Optimizing these cases is more difficult and doesn’t seem particularly important; the former is particularly hard, as it may be that the intermediate value is necessary. To optimize that would either require generalizing our inline caching mechanism to handle multiple property accesses (yuck) or generating a kind of “if-else” in the generated code. Either way, more work than I think is necessary for what seems to be a corner case.
However, there is also an alternate means to avoid
allocation. Programmers can instead use the get
method that all
binary data instances offer. So, line.end.y
could be rewritten
line.get("end", "y")
. Naturally, the JIT will observe calls to get
and, if it can determine that line
is a binary data object, and the
arguments are constants, it will optimize line.get("end", "y")
to
produce a simple load. But even if it’s information is lacking, the
runtime fallback for get
can avoid allocating. Of course, this may
or may not be faster, depending on how optimized the alloction
pathways in the engine are.
Type object canonicalization
Normally, whenever there is some code like new Foo
, we will produce
one type object per value of Foo
(since Foo
is typically a global
function definition, this means one type object). In the case of
binary data, it is plausible that the user defines multiple equivalent
type descriptors (e.g., FloatPointType1
and FloatPointType2
from
my earlier examples). In such cases, we could canonicalize the type
objects so that there is exactly one type object per unique type
representation. Similarly, we could canonicalize the type objects for
the instances, since having multiple type objects isn’t particularly
useful.
Adding handles
For simplicity, I didn’t discuss handles, which are effectively binary data pointers. A handle lets you get a pointer to a subpiece of another binary data object. This is similar to the derived objects I mentioned earlier, except that (1) handles can be used to get a pointer into a field or array element of any type, not just a complex type like a struct; (2) handles can be reused and made to point at other locations. Handles are mostly intended to be used in APIs that wish to hand out a pointer to some subportion of a data structure. For example, the plan for PJS is to use handles when constructing arrays of structs or compound types in parallel to allow the callback to mutate the data in place rather than returning it (which would necessitate a superfluous copy and allocation). Anyway, integrating handles into this scheme is straightforward: like instances and descriptors, type objects for handles would be associated with the type representation of what they point at.

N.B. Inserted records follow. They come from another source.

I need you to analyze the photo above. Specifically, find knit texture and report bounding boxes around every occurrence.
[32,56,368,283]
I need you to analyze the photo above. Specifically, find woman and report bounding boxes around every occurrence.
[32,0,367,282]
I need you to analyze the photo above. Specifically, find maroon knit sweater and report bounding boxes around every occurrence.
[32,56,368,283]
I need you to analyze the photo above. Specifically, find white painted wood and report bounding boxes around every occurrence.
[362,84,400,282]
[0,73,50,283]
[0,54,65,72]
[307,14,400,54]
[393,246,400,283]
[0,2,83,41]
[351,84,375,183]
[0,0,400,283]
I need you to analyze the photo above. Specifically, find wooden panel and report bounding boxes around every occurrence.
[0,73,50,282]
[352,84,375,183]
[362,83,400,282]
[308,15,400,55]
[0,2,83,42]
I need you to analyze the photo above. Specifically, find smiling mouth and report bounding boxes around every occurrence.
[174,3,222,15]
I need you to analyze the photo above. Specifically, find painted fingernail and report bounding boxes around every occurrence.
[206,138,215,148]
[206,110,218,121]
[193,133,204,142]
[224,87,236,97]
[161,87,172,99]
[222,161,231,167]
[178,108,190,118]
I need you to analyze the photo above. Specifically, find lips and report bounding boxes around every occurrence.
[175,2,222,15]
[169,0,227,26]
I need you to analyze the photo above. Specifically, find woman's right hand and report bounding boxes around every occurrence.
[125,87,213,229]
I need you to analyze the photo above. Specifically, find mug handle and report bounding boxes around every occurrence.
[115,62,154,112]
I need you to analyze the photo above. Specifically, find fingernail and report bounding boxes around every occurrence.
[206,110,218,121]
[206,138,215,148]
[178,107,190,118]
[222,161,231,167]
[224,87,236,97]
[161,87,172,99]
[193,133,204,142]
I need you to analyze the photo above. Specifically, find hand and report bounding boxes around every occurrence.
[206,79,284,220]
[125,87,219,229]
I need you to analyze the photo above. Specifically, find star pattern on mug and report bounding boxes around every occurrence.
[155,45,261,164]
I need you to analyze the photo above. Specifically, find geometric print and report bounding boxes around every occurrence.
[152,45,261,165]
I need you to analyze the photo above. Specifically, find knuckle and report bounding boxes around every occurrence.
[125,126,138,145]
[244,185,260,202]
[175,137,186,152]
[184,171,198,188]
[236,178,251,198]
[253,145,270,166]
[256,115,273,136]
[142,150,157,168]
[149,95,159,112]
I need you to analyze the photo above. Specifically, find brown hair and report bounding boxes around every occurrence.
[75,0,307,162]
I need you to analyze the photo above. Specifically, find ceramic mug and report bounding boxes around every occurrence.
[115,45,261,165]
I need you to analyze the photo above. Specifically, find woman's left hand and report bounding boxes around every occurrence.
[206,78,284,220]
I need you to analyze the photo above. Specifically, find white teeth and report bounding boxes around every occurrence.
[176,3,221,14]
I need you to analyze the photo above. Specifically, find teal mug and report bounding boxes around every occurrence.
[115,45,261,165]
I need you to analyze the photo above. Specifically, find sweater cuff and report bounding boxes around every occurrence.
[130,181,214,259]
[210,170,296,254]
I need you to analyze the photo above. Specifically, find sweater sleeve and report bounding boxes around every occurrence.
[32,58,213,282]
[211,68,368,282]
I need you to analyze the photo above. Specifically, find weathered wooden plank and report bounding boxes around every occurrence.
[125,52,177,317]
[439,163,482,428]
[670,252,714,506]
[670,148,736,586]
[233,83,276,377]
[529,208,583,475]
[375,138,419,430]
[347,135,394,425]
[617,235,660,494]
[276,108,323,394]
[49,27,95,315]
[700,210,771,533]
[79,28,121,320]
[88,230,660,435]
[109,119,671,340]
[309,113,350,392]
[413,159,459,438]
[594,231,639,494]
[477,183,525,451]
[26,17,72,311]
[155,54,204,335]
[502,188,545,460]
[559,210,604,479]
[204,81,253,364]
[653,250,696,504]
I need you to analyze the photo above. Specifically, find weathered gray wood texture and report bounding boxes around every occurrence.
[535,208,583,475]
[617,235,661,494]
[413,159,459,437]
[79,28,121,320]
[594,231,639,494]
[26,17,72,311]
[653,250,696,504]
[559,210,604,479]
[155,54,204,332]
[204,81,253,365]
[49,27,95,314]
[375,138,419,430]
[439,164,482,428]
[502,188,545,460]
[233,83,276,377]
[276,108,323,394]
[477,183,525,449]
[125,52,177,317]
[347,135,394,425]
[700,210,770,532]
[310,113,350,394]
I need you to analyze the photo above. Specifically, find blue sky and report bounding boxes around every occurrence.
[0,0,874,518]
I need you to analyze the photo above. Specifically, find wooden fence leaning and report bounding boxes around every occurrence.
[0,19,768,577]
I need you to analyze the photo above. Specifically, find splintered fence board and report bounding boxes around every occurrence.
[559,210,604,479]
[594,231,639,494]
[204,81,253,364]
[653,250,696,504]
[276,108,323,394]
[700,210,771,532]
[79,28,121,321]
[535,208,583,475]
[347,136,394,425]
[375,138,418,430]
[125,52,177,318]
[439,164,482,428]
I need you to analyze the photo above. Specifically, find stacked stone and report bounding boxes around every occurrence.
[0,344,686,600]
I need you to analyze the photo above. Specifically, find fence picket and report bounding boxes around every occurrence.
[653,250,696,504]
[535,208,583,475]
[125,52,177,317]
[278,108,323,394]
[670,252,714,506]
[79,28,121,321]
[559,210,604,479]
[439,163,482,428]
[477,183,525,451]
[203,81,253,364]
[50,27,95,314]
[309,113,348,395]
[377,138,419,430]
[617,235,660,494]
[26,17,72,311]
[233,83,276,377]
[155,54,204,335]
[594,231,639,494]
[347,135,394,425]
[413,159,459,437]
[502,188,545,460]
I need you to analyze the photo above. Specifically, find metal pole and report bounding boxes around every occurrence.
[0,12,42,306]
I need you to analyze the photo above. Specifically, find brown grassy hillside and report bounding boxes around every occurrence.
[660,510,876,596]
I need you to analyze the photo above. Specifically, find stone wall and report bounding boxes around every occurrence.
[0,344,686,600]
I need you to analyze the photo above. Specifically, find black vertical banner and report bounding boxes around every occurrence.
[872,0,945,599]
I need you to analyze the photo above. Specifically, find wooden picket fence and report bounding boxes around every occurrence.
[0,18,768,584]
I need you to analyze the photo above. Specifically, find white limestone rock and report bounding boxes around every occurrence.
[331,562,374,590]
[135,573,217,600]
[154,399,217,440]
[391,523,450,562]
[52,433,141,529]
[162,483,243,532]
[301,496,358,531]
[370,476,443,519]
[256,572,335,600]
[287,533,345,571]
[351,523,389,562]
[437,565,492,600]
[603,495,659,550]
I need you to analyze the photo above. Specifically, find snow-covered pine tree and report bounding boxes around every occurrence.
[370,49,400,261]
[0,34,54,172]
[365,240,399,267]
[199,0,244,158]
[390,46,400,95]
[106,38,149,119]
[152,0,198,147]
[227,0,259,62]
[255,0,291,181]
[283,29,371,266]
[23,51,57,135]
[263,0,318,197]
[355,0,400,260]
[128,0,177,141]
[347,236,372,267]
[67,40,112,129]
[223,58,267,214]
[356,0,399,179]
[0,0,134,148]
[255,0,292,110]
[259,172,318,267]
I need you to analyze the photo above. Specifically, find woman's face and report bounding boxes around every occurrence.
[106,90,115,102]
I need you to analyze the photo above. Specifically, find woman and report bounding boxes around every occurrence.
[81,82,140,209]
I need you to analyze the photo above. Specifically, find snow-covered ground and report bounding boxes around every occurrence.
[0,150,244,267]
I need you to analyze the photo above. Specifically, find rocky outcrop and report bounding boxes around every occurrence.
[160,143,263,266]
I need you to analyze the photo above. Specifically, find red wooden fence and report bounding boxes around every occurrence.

Grungy implementation detail: saving bytes
This section will probably not be of interest to you unless you are a SpiderMonkey developer, and perhaps not even then. It turns out that we generate a lot of type objects and it is important not to add fields to them willy nilly. Therefore, simply adding a new field to all type objects that represents the link from a descriptor/instance type object to the canonical type representation is overly wasteful, since that field is inapplicable to the vast majority of type objects.
In an ideal world, I would make a subtype of TypeObject
(BinaryDataTypeObject
or some such) to contain the extra
field. However, as type objects are GC things, doing that would
require adding a new finalizer kind, which would result in distinct
arenas for storing binary data type objects vs other type objects. Not
good.
So, what we can do is to reuse a technique that Shu uncovered.
Basically we can overload the newScript
field. This field currently
stores a pointer to the constructor function for objects associated
with this type object; it is only relevant to code like new Foo
where Foo
is a user-defined function. This means that it is
inapplicable to the type objects for descriptors and instances.
UPDATE 2013.07.19: Tweaked some paragraphs for clarity.